A culture of “bad work” has developed in Britain, according to the man leading a government review into employment practices.
In an annual speech to the Royal Society for the Encouragement of Arts, Manufactures and Commerce (RSA), of which Matthew Taylor is chief executive, the economist warned a “cog in the machine” working culture had negatively impacted Britain’s productivity levels.
Despite record levels of employment recently reported by the Office for National Statistics (ONS), Taylor claimed “persistent scandals of working conditions” undermined the high number of people in work.
New research published by the RSA found three-quarter of Britons thought the quality of jobs in the UK needed to be improved, and Taylor emphasised the wider effect of a poor working culture.
“As we all know the UK has a productivity problem. This problem is complex and multifaceted but there is little doubt that one facet is bad work,” Taylor told the audience.
Recent research suggested unhappy employees were 12 per cent less productive than those positive about their job.
“Despite the evidence that employee engagement contributes to higher productivity, overall levels of reported employee engagement are low in the UK by international standards,” Taylor said, adding the number of low-skilled workers reporting no freedom in their role increased by 15 per cent in the last ten years.
A failure by employers to invest in their workforce was highlighted by Taylor as a central reason for a negative working culture developing in Britain.
“Levels of investment in employee training and learning is less than half of that of our European competitors and have fallen even further in recent years,” he said.

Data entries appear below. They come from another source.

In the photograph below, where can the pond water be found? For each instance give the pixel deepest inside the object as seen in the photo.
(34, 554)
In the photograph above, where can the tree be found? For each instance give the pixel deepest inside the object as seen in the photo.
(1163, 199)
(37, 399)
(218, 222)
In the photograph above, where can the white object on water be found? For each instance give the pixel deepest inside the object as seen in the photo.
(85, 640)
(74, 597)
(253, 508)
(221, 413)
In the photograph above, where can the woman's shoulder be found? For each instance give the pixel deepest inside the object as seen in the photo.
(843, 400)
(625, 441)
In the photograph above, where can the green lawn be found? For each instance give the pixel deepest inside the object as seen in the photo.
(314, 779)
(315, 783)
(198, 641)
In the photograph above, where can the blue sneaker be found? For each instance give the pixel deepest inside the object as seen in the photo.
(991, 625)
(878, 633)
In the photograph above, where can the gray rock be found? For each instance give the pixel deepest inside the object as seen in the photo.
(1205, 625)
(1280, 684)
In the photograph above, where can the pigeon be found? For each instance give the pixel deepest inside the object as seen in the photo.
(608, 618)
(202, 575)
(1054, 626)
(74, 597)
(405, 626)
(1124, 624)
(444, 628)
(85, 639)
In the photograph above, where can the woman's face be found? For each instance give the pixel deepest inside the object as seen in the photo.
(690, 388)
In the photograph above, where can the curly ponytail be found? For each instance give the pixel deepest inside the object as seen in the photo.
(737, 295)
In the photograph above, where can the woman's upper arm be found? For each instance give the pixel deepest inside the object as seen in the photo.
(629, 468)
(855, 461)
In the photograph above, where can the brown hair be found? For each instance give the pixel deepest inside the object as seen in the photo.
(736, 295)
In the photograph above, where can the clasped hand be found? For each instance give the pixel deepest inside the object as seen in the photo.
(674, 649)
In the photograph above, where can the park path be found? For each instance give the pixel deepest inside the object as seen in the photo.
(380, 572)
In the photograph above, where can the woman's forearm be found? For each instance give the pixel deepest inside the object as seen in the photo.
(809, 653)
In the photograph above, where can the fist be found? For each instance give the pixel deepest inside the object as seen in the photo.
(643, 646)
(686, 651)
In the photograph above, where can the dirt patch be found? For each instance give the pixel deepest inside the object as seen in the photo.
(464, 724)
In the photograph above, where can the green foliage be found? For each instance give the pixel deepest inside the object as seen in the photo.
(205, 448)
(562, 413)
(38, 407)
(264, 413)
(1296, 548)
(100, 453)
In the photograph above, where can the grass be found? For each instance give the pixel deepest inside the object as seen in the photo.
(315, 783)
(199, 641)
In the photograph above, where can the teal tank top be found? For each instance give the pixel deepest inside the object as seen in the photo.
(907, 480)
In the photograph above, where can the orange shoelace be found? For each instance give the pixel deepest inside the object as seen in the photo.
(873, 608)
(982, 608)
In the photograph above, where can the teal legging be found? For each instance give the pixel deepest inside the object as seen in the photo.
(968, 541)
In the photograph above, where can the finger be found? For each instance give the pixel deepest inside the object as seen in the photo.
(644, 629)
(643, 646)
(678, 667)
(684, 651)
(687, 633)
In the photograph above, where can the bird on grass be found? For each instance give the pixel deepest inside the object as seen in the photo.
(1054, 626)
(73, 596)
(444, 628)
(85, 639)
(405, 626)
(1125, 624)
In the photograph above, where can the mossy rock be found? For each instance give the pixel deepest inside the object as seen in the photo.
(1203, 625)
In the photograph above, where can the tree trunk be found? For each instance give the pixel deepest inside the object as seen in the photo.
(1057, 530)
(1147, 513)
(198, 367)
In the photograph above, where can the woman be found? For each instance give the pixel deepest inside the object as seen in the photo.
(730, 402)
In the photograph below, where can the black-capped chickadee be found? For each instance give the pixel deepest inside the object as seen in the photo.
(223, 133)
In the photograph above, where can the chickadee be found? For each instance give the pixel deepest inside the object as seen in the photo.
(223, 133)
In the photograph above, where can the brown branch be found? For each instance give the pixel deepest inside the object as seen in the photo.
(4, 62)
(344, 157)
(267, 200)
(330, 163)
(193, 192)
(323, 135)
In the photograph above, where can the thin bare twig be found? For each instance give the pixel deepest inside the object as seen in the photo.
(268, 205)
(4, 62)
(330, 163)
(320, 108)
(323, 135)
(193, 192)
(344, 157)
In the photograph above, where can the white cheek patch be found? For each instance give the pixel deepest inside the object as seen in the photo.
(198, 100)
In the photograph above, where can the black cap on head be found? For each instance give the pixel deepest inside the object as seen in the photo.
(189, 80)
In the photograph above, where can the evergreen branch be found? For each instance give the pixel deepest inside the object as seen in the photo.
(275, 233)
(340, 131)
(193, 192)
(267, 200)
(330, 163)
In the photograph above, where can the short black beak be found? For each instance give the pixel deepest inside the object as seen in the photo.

Responding to Taylor’s comments on Britain’s working culture, Mike Taylor, managing director at business consultancy Accelerating Experience, said a new approach was needed whereby government and employers recognised the link between “bad work” and low productivity.
“The way we work is evolving, with more of us working for ourselves, part-time or with greater flexibility, so it’s imperative that government and employers adapt their approach to meet the needs of this growing pool of people dependent on choice and agility.
“Without a clear step change, employee engagement and productivity will continue to be low with a consequent impact on business bottom lines,” Taylor said in a statement.
Developing a positive working culture
Smaller employers could have an edge over large companies in developing the flexible and aspirational working culture demanded by workers.
Sharing top-line company information and keeping employees up to date with business progress can increase engagement among staff. To boost creativity, small business owners could consider redesigning an office into different working zones.